Well, the zombie is around, somewhere. There’s a pile of Christmas cards thrown on the bed in the guest bedroom/office. They won’t get written and posted from there, will they? Mind you, they’ve been put there today…so maybe some miracle will happen tonight and they will get written. A bit like the miracle of baby Jesus.
I don’t want any baby Jesus here though. I have enough trouble with the Duracell bunny, when he comes around. Squawking and filling his nappy with things that should be done in the field.
The zombie can’t have a baby though, so we’re safe there…although she does look pregnant at night, sometimes. Don’t tell her I told you…she wouldn’t be best pleased.
I think it’s an age thing. The bright red face, the blobbyiness, the constant headaches. and the stupidity. I mean if you could see her now. She’s wandering around with that daft expression on her face, trying to remember what to do and where she should be. If the truth be known, she probably doesn’t even know who she is, right now!

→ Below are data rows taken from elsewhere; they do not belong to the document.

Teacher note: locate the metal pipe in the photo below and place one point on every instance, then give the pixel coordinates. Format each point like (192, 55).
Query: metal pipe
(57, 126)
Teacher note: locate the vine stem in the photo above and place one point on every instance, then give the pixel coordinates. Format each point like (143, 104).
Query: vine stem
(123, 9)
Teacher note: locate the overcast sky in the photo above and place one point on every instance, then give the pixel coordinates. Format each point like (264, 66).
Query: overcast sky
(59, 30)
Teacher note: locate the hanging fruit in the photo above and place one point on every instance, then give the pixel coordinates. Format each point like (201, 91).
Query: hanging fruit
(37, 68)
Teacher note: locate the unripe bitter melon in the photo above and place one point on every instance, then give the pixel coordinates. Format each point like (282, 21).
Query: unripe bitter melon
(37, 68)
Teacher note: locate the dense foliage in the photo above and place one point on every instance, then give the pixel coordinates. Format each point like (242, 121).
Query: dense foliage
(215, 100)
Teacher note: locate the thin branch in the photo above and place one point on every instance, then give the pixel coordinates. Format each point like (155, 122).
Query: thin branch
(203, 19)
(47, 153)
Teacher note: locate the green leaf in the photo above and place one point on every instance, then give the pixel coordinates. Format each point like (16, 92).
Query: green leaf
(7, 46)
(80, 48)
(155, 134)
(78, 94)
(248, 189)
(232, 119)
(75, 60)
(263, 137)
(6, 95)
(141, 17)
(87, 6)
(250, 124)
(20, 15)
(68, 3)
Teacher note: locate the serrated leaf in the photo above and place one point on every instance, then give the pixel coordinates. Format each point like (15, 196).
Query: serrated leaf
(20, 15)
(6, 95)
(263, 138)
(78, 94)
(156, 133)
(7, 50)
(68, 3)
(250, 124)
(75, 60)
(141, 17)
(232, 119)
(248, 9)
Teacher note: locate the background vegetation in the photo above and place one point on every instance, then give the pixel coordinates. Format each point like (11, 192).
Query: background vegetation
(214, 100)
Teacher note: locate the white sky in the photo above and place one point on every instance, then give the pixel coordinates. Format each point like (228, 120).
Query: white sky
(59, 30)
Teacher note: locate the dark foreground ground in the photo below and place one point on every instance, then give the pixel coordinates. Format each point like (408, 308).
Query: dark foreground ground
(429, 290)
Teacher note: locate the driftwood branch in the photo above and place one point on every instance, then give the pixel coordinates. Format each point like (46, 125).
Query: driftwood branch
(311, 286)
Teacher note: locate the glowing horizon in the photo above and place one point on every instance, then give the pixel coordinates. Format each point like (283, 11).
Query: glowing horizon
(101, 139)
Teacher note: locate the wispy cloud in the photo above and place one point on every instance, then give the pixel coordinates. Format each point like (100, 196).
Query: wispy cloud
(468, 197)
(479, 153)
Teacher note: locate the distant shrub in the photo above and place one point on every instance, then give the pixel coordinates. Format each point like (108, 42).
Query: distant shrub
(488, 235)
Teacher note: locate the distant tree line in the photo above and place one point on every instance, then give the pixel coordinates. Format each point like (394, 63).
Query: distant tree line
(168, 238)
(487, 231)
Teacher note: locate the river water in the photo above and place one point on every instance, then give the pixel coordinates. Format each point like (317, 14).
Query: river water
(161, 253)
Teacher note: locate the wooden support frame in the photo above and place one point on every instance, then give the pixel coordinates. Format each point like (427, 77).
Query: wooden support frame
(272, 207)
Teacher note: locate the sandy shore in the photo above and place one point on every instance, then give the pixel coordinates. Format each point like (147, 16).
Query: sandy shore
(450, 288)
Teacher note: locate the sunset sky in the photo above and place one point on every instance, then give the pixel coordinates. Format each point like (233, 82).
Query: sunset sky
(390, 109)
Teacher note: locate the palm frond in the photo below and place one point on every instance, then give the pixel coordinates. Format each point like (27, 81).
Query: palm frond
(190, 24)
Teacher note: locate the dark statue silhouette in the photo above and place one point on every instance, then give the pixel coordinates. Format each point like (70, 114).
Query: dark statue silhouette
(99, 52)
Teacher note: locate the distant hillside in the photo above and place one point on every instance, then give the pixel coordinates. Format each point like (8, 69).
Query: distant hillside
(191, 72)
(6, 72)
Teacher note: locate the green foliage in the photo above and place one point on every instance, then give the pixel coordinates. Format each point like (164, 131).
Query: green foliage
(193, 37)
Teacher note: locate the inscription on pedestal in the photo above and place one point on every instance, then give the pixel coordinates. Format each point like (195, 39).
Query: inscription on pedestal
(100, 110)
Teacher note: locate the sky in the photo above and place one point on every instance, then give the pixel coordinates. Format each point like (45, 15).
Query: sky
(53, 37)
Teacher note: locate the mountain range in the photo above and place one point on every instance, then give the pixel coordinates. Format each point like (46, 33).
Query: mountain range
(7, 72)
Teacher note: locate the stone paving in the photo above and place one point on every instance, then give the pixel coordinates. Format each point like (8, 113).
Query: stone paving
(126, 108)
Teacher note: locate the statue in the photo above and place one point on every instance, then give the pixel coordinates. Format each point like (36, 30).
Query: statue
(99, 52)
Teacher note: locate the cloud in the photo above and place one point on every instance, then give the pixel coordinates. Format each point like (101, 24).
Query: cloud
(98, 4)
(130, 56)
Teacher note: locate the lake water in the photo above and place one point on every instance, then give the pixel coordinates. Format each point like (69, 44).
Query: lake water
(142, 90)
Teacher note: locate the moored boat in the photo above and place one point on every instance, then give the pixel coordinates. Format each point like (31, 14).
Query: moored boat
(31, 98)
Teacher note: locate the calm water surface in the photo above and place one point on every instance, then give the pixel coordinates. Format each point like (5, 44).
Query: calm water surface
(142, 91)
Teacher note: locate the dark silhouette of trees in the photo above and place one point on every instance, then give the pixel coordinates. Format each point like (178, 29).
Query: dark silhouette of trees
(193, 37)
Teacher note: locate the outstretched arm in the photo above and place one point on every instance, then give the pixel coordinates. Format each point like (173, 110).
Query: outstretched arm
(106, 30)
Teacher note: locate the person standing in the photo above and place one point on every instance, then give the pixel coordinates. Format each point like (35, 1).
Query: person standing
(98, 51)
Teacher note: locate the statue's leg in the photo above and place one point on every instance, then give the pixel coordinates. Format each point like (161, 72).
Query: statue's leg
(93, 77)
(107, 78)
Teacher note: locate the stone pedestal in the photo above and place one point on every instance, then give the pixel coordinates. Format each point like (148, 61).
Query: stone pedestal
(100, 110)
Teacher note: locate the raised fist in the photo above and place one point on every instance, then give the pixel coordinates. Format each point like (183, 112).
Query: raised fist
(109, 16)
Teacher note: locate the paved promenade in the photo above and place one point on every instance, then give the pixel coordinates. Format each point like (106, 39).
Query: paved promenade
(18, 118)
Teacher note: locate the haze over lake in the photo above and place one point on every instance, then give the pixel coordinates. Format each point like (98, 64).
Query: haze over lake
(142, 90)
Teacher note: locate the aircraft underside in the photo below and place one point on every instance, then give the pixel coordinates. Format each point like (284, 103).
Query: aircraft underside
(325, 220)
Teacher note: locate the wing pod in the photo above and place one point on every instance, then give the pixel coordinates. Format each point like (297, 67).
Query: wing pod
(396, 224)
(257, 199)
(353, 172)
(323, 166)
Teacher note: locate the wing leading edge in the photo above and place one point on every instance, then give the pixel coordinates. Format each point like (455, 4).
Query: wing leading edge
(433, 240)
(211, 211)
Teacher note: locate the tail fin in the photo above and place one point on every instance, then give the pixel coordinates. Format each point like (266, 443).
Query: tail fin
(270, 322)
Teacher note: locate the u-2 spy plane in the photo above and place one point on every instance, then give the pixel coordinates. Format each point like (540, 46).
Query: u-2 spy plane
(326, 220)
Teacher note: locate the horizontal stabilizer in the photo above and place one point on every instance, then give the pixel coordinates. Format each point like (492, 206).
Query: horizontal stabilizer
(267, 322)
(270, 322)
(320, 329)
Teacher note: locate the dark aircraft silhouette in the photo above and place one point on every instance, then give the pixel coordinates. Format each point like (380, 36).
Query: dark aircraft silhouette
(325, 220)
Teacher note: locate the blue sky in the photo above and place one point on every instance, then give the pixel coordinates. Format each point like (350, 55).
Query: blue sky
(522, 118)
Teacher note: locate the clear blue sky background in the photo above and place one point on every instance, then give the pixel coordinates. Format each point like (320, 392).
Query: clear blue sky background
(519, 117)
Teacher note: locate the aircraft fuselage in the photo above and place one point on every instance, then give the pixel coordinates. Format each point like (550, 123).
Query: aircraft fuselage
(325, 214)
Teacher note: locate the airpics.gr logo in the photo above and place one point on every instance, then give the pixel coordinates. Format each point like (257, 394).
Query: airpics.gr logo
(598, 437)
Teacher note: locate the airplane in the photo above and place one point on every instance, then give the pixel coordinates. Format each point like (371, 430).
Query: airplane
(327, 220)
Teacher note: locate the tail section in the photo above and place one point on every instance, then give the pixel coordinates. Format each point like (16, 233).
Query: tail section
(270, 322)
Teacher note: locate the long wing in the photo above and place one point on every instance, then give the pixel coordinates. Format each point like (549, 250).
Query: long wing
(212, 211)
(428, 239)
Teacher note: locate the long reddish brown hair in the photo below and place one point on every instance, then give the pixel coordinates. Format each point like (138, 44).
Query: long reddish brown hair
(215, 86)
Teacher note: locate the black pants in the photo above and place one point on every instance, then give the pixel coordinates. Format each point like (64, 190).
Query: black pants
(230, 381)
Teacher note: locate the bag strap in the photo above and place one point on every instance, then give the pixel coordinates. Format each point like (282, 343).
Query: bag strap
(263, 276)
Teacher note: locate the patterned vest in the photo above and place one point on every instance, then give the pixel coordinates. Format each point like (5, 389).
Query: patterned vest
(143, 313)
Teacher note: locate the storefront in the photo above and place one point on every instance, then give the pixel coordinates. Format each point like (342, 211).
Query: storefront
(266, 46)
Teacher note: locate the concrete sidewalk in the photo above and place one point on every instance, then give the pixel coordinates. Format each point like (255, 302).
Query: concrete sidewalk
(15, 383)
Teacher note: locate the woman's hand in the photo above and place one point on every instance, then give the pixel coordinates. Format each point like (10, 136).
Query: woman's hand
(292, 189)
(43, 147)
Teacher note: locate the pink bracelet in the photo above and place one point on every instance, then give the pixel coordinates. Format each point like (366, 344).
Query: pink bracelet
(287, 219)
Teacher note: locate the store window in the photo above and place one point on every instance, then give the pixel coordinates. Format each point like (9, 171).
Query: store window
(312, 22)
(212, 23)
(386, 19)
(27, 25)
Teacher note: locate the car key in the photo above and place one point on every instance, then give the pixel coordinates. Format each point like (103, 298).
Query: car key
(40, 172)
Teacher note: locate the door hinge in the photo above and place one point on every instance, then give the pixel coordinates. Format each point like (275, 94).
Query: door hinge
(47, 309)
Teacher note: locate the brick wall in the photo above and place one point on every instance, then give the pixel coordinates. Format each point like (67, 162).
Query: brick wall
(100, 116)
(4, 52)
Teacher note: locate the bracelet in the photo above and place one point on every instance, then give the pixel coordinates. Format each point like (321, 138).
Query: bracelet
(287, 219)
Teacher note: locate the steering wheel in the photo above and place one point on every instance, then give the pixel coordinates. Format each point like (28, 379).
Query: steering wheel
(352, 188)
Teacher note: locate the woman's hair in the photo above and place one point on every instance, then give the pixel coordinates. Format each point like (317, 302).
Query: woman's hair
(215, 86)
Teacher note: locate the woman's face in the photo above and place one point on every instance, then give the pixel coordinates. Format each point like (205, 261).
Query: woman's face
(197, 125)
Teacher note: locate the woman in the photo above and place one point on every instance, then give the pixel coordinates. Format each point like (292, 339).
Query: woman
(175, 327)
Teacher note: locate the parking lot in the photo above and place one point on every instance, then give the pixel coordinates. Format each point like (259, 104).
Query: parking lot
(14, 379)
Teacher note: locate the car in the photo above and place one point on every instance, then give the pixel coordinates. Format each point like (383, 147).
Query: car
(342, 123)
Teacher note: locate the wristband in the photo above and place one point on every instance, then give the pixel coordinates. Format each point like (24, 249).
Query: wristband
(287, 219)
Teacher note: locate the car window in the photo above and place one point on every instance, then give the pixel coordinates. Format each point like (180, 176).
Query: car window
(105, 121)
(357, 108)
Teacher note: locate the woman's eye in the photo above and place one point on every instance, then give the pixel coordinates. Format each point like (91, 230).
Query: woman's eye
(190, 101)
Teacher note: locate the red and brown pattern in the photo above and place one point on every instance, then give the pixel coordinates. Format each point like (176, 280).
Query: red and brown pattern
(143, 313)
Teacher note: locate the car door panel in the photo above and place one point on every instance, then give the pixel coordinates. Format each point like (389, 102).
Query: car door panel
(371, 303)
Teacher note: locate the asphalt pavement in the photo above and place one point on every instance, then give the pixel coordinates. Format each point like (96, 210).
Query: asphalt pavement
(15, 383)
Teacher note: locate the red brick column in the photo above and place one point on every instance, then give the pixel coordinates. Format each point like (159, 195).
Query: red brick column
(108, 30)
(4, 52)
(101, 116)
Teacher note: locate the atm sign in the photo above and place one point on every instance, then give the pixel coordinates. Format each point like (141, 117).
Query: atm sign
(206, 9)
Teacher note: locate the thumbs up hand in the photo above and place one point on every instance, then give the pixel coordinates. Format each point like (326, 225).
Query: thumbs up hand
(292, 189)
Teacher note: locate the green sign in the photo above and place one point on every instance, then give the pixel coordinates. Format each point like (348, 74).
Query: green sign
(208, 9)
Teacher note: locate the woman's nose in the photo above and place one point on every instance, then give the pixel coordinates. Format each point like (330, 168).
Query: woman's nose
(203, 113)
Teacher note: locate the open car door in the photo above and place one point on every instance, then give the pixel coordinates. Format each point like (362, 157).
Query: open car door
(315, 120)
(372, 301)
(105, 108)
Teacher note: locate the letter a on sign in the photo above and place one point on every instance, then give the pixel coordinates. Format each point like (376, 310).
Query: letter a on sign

I’ll get her organised in a moment. She’s taking me out for another walk. If she’d written her cards, we could have posted them, as we walked around. But no, she’ll probably leave it until the last-minute.
Christmas Eve evening it was one year, when it decided it had better deliver its cards.. It was thick with snow and for some unknown reason, we took the car. I sat on the back seat and tried not to think about the zombie driving and the fact that we were actually going down the streets, kind of side ways. We had her sprog with her; this was pre Duracell bunny days. The sprog had the job of jumping out of the car and posting the cards in the various victim’s houses.
That won’t be happening this year…I refuse to be a part of it.
Anyhow, I hope that you’re keeping well and warm. We haven’t got any snow yet. The zombie is mad for some [ she’s bonkers anyway!], to build a snowman. Sorry…that’s being sexist…a snowperson.
When we do get snow, she gets kitted out like we’re going up Ben Nevis, with the boot grips on and everything. Thank goodness we’re not. I couldn’t do with the Scots. She has a bit of a thing about a Scot…poor old dear she is. She’s never recovered from Springwatch and Scotland this year. [More of that in another post!]
She has even bought me some proper greyhound,thermal, waterproof booties. Yes, I know! It is funny…very funny. She hasn’t got a chance of getting them on me. I won’t be seen dead in them; even if I do cry out, when I get compacted ice in my paws and they’re red and sore. I’ve got my street cred to think of!
So, thanks very much for stopping by here and reading my words of greyhound wisdom. I’m off to get the zombie moving now. If you could call what she does – movement?
The zombie will return soon darlings.